Im Interview mit SRF wird sie darauf angesprochen. Die Tessinerin sagt: «Es ist schon wahnsinnig, ich hätte nie gedacht, dass ich so eine Karriere haben würde. Als Kind dachte ich nicht einmal, dass ich Skirennfahrerin werden würde. Der Sport inspiriert Menschen, sehe ich Sportbilder, spüre ich Emotionen. Ich bin stolz darauf, Teil der Geschichte zu sein.» Sie ist gar ein bedeutender Teil dieser Geschichte – zumal sie am Sonntag mit dem sechsten Gewinn der Super-G-Wertung schon einen Rekord für Frauen und Männer aufstellte.
Im letzten Jahr reiste Gut-Behrami mit drei Kugeln ab vom Weltcupfinal. In dieser Saison tut das Federica Brignone. Das Super-G-Duell gegen Gut-Behrami verlor die Italienerin zwar, dafür gewinnt sie nach dem Gesamtweltcup und der Abfahrtswertung nun auch im Riesenslalom. Im letzten Rennen musste sie dazu 20 Punkte gutmachen auf die Neuseeländerin Alice Robinson.
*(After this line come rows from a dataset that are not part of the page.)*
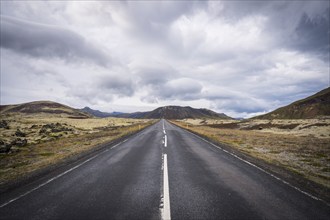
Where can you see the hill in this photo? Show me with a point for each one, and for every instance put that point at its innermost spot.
(314, 106)
(98, 113)
(47, 107)
(175, 112)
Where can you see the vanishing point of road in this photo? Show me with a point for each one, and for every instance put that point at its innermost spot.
(162, 172)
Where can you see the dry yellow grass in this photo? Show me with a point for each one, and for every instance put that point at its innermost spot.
(39, 153)
(307, 154)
Diese macht ihrer Konkurrentin die Aufgabe dann ziemlich leicht: Robinson rutscht im ersten Lauf weg und scheidet aus.
Brignone reicht so Rang 13, um sich auch diese Krone aufzusetzen. Doch damit gibt sich die grosse Figur dieses Ski-Winters nicht zufrieden. Nach einem fehlerhaften ersten Lauf attackiert sie im zweiten Durchgang und setzt Gut-Behrami unter Druck. Während sie alle fünf bisherigen Riesenslaloms gewann, die sie beendete, reicht es beim letzten nur zu Rang 2. Weil Gut-Behrami noch einmal die Kraft findet für einen nächsten Coup. «Ich wusste, dass alle müde sind», sagt die Schweizerin, «dass ich durchziehen und kämpfen muss, weil noch alles möglich ist. Am Start war auch ich müde, und jetzt im Ziel bin ich es erst recht. Aber wir trainieren den ganzen Sommer dafür, dass wir am Schluss noch in der Lage sind, gute Fahrten zu zeigen. Am Ende half der Kopf, er machte den Unterschied.»
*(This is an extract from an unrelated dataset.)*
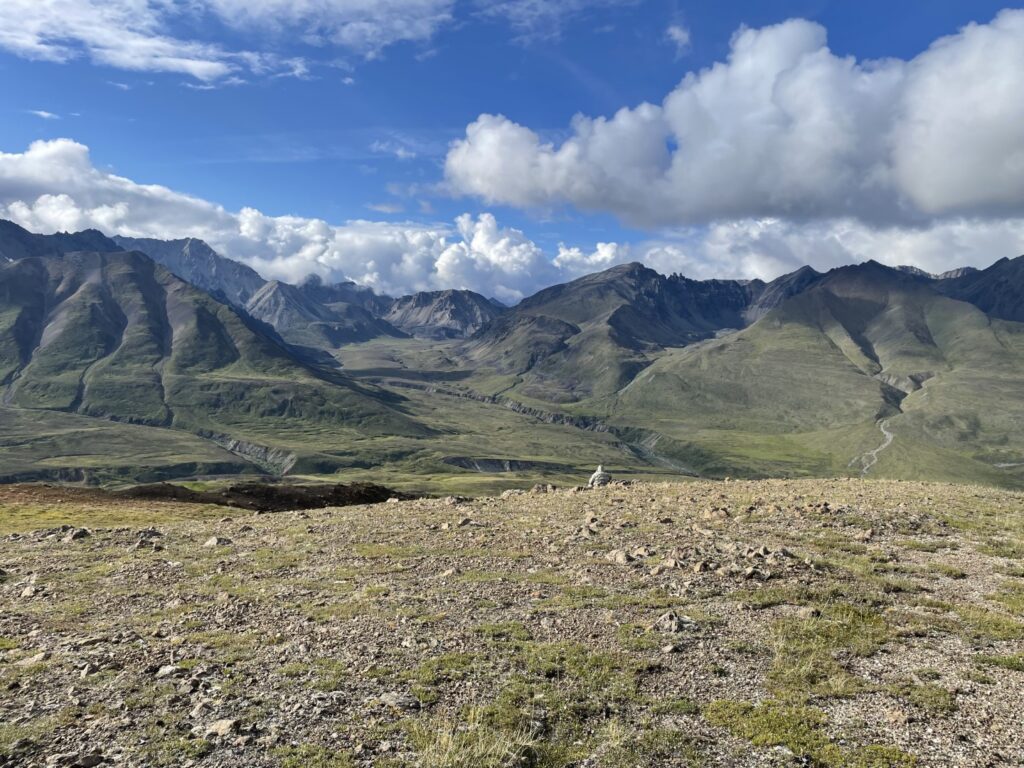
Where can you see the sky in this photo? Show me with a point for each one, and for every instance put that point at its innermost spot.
(504, 145)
Gut-Behrami und die Motivation am Morgen
Mit der Erfahrung greife sie auch immer mehr auf Tricks zurück, sagt Gut-Behrami. Und in ihrer mentalen Trickkiste fand sie am Morgen ihres letzten Renntages das: «Ich habe in meiner Karriere schon den ersten Riesenslalom der Saison gewonnen, noch nie aber den letzten. Ich dachte mir: Ich könnte doch nun das versuchen. So habe ich mich motiviert.» Der Plan ist aufgegangen.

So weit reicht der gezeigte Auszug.